Desde que defendi abertamente
a legalização do aborto, muitas mulheres, conhecidas ou não, passaram a me
procurar para pedir indicação de médicos que realizem o procedimento com o
mínimo de segurança. Não falo de duas, seis mulheres, mas de dezenas.
Sei que fenômeno semelhante
ocorre com outras mulheres que, como eu, são favoráveis à descriminalização do
aborto.
Fico pensando o que leva uma
pessoa a procurar uma desconhecida para ajudá-la em momento tão delicado da
vida, quem é ela, como veio parar nessa situação.
Segundo dados apresentados no
seminário “Mídia e Aborto”, organizado em abril deste ano pelo Grupo de Estudos sobre o Aborto
(GEA), uma em cada cinco mulheres de 40 anos já abortou.
O perfil das mulheres que me
procuram é variado: são moças casadas, solteiras, com parceiro fixo ou não, muito jovens, mais velhas, ricas, pobres, com ou sem filhos, brancas, negras, religiosas ou não. Em comum, todas
trazem consigo o medo e uma vulnerabilidade extrema. A imensa maioria está
sozinha, quando muito conta com o apoio de uma amiga ou do parceiro.
Portanto, com base nos dados e na minha experiência e na de outras pessoas que ousam falar sobre aborto, afirmo sem a menor dúvida que essas mulheres não são as outras, como gostamos de imaginar, mas, ao contrário, somos todas nós.
Elas poderiam confiar em um
médico que as amparasse e acolhesse, que lhes desse informações seguras sobre
como proceder diante de uma gravidez indesejada, que lhes apresentasse todos os caminhos possíveis e, eventualmente, as acompanhasse durante e depois do procedimento, indicando-lhes como agir no futuro para que não engravidassem sem querer novamente.
Todavia, na falta de opção,
recorrem a amigas e desconhecidas em quem, imaginam, podem confiar e encontrar o
mínimo de apoio.
Sugiro, aqui, que façamos um
exercício e nos coloquemos por um minuto apenas no lugar dessas mulheres.
Por descuido ou acaso, você
engravidou, mas não deseja ou não pode seguir com a gravidez. Você não tem
recursos, não tem parceiro fixo, acha que ainda não tem idade suficiente para
arcar com um filho, não importa o motivo que a levou a não desejar a gravidez,
você não quer ou não pode seguir adiante.

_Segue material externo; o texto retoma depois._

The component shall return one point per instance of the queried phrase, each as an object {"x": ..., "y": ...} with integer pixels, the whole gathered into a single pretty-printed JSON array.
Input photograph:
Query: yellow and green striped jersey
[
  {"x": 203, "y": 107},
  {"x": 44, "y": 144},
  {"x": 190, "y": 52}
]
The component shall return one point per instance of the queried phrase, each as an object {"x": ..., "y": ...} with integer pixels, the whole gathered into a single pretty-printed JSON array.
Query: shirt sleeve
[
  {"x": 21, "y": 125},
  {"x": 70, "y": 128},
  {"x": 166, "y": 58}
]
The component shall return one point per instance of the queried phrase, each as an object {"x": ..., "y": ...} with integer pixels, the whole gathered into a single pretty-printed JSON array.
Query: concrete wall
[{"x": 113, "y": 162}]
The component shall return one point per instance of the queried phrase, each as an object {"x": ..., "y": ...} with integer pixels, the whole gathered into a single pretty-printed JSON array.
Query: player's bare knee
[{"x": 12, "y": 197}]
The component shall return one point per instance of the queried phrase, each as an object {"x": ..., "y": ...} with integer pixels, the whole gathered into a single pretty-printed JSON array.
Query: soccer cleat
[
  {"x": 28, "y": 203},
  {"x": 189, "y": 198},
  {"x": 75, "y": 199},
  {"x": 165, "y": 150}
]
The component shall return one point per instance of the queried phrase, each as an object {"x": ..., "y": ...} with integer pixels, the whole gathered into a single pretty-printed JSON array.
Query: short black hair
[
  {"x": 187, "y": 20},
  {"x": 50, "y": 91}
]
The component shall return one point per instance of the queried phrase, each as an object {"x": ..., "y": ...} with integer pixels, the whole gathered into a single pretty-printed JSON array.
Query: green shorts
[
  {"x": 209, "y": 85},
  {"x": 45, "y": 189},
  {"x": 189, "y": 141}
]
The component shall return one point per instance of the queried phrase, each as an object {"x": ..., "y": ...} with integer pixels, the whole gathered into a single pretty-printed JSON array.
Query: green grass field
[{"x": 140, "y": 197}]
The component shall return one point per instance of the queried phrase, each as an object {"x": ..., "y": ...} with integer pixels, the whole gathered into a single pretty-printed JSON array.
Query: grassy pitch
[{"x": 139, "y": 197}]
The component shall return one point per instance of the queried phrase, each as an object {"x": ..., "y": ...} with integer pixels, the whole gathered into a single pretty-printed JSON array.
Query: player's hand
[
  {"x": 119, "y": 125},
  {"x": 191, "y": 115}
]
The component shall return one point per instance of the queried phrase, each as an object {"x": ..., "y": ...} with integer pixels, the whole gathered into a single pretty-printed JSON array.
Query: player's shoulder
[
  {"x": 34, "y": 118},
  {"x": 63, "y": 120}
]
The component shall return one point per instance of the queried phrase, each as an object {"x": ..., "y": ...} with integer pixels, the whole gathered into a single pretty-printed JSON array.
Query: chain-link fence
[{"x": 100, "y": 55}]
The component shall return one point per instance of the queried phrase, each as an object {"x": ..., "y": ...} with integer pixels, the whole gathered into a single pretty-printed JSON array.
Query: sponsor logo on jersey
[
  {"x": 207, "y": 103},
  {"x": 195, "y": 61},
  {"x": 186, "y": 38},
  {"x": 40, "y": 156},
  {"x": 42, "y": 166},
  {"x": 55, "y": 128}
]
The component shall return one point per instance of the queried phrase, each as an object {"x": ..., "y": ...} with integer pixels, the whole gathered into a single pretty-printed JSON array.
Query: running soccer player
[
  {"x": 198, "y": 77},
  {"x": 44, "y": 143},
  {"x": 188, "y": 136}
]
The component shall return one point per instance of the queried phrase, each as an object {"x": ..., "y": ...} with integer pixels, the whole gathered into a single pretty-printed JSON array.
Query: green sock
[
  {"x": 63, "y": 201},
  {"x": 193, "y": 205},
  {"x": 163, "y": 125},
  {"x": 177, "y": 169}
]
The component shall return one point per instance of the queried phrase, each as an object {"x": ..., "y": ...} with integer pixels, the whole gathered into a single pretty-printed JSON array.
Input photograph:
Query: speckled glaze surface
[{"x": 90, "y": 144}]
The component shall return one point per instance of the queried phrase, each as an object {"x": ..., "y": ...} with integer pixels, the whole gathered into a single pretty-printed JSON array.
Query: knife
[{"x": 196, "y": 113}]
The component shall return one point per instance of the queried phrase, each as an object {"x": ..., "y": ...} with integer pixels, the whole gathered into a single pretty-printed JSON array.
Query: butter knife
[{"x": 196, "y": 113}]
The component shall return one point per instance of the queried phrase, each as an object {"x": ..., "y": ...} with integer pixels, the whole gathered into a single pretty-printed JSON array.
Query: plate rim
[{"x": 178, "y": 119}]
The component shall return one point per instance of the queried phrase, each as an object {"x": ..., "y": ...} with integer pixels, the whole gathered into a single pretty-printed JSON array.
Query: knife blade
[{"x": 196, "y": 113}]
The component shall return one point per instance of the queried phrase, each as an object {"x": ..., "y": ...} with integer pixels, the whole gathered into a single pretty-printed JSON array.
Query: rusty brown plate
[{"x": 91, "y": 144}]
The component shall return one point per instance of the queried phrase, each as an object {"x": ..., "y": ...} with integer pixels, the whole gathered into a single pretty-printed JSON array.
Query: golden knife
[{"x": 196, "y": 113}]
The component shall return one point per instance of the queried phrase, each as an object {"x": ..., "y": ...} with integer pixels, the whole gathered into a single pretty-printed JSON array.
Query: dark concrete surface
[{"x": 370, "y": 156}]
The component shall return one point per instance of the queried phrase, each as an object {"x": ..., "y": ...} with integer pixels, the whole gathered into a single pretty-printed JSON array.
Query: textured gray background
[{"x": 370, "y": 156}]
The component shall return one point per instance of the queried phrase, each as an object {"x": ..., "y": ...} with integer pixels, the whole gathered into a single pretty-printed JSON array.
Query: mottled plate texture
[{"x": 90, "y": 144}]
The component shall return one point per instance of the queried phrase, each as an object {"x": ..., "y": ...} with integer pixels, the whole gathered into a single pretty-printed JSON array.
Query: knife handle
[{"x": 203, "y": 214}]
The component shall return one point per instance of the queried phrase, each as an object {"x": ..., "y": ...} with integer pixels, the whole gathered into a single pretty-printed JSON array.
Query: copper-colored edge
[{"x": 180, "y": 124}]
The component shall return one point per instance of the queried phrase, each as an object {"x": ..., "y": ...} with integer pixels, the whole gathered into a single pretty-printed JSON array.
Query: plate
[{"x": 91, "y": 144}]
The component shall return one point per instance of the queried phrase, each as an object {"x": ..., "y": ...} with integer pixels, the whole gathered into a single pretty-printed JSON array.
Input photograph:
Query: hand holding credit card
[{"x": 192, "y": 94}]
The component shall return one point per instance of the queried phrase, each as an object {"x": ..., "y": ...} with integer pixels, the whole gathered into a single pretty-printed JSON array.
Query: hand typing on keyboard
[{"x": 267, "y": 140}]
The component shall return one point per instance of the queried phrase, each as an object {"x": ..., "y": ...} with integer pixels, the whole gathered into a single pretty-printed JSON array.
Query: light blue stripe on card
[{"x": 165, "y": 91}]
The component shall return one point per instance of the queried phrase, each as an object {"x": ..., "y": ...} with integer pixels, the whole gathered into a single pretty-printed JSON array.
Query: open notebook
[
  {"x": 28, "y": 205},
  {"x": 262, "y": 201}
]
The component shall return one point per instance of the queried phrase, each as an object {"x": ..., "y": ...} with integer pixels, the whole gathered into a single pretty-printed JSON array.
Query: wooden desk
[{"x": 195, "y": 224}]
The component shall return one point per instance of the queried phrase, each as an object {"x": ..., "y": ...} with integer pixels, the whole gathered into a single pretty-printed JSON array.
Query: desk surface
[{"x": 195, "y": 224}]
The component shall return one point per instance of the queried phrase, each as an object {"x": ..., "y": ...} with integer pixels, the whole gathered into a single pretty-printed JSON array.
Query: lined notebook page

O que fazer? A quem procurar?
Como o aborto é crime, você será considerada criminosa se buscar um hospital
ou serviço de saúde para pedir ajuda.
A você, então, só resta procurar amigos e familiares. Nem todas, porém, podem contar com uma rede de apoio, por
motivos variados.
Sozinha, você vai atrás de
informações por conta própria, e nesse processo tudo pode acontecer. Sem
orientação de um especialista, que você não sabe onde encontrar e talvez nem
tenha dinheiro para pagar, você reza para não morrer.
Sei que muitos vão dizer: “então por que fez sexo se não pode arcar com as consequências?”. Bom, então deveríamos
tratar desse modo quem contrai sífilis, gonorreia, HPV e outras doenças
sexualmente transmissíveis. Afinal, contrair uma DST é um risco que todos que
fazem sexo correm, mas apenas uma minoria, creio, deseja que as pessoas não
tenham direito a um tratamento médico decente.
No entanto, condenamos
milhares de mulheres aos riscos que um aborto inseguro implica. Não lhe
oferecemos nenhuma alternativa, nenhum tratamento, nenhum amparo.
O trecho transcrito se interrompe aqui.